Bar humbug
This is where blogging comes into its own, an opportunity to release some built up tension?
God I hate Christmas at work. It's the Christmas party on Friday and people have become utterly pre-occupied by it. It's like they've never been out before. We're a small company, so we're going to a theme night in Bracknell designed for small companies, it's called something like Red Hot in Rio and sounds like hell on earth. It's going to be all novelty ties and inappropriate sexual suggestions - it's so The Office it's unreal.
'Is everyone excited about Friday' Said the girl who job appears to consist of acting as an ambassador of fun for the company.
The temptation to tell her to fuck right off was almost overwhelming, instead I showed my disdain by not looking up from my keyboard and asking what we were supposed to wear. She was horrified I didn?t know because she's been planning her outfit since fucking October.
On top of that comes the office phenomenon of Secret Santa. We're operating a kind of Secret Santa style present buying operation amongst the family this year, which is fine, we want to buy presents for these people.

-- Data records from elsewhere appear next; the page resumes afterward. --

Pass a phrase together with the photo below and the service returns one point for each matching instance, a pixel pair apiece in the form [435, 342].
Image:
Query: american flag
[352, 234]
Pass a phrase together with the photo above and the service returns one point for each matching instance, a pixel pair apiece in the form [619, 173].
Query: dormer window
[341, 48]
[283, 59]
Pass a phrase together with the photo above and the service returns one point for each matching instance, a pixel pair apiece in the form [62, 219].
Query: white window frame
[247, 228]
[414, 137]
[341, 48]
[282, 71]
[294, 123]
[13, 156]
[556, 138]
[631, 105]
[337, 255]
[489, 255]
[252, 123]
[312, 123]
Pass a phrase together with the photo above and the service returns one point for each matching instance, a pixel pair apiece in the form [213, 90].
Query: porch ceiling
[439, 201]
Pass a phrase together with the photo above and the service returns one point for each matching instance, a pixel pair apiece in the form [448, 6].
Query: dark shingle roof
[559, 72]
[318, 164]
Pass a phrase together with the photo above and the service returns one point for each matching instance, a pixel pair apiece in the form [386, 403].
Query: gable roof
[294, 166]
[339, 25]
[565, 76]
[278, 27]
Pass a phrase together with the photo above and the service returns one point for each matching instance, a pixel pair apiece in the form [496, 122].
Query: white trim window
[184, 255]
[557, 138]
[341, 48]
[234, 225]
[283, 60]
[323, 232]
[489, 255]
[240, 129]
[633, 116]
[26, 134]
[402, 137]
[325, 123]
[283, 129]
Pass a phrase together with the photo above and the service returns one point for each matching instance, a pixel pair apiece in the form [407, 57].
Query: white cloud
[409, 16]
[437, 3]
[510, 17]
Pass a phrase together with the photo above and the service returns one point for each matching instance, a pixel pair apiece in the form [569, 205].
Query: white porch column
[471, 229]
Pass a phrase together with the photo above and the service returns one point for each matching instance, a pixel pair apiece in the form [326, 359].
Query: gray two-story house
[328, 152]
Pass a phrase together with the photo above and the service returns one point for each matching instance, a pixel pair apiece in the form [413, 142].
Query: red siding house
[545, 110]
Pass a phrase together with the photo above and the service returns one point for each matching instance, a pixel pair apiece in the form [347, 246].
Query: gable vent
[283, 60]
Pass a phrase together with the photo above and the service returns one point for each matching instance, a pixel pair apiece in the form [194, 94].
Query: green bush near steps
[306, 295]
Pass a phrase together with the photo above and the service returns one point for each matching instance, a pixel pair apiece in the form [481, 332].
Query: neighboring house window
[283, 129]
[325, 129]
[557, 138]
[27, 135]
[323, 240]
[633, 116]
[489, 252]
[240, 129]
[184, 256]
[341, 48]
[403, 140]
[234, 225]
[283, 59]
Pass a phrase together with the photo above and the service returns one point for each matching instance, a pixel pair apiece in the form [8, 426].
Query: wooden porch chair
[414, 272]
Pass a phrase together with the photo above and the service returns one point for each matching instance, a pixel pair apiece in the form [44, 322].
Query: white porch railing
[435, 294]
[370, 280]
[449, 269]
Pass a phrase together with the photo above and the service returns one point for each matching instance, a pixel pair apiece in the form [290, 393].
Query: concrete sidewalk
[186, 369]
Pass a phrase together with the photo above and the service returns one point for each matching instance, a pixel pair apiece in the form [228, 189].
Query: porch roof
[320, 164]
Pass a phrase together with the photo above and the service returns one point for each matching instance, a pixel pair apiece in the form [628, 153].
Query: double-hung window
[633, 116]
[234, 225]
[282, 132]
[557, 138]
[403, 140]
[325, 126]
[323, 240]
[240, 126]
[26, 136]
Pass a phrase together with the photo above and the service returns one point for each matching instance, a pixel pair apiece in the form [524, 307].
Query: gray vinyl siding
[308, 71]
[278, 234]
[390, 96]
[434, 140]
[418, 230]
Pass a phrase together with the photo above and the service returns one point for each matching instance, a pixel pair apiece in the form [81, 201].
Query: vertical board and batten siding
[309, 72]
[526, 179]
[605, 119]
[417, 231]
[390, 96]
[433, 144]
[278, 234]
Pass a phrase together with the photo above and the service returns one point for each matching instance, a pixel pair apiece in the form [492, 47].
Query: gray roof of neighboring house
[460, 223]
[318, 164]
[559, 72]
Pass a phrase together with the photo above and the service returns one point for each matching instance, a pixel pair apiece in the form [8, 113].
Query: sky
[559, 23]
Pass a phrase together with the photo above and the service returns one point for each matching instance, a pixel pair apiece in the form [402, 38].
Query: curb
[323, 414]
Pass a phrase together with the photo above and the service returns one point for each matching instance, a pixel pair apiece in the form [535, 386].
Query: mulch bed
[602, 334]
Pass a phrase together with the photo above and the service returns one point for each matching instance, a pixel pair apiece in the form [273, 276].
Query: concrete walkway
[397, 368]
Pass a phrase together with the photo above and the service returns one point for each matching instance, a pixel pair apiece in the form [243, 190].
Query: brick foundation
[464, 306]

I have no desire to buy a present for anyone here at work. We did it last year, and it's slowly come back to me that the person I bought for was positively offended by the £5 piece of crap I bought them. They don't know it was me, and it wasn't offensive in the obscene sense, but it was a piece of crap. This is because a. I had £5 to spend, b. I didn't know this person from Adam and c. I had no enthusiasm for the concept.
I can be a generous and creative present buyer when I want to be. Emma has benefited from Off-Roading, Simon from rally driving, and my dad was positively enthused during the series of exotic novelty fruits. But people at work?
The reason I'm blogging this is because I'm tempted to come clean and announce it was me and that I don't care because the shitty clock I got went straight in the bin at the garage before I got home. I wasn't offended by receiving this turd of a present, because I have the half a brain that is needed to know that Secret Santa is nothing more than a meaningless token effort that is only fun for compulsive present buyers who would buy presents for dead cows given half the chance.
How dare they be offended? What the hell did they expect? It?s a secret, so you can?t ask for a list, and it's £5 so your not getting a Ferrari. It is a scheme forced on us by the ambassadors of fun, which means it has appeal to the lowest common denominator.
So distressed was this person at the present I got them, that this year they've doubled the budget and allowed each person to give some suggestions. The slip of paper I picked includes Night Watch by Terry Pratchett, which helpfully someone has put in brackets: - (A book). I feel like storming downstairs and banging on the desk and shouting "I KNOW IT'S A BOOK NOW DO YOU KNOW WHAT A KORG KAOSS 2 IS?" before walking out.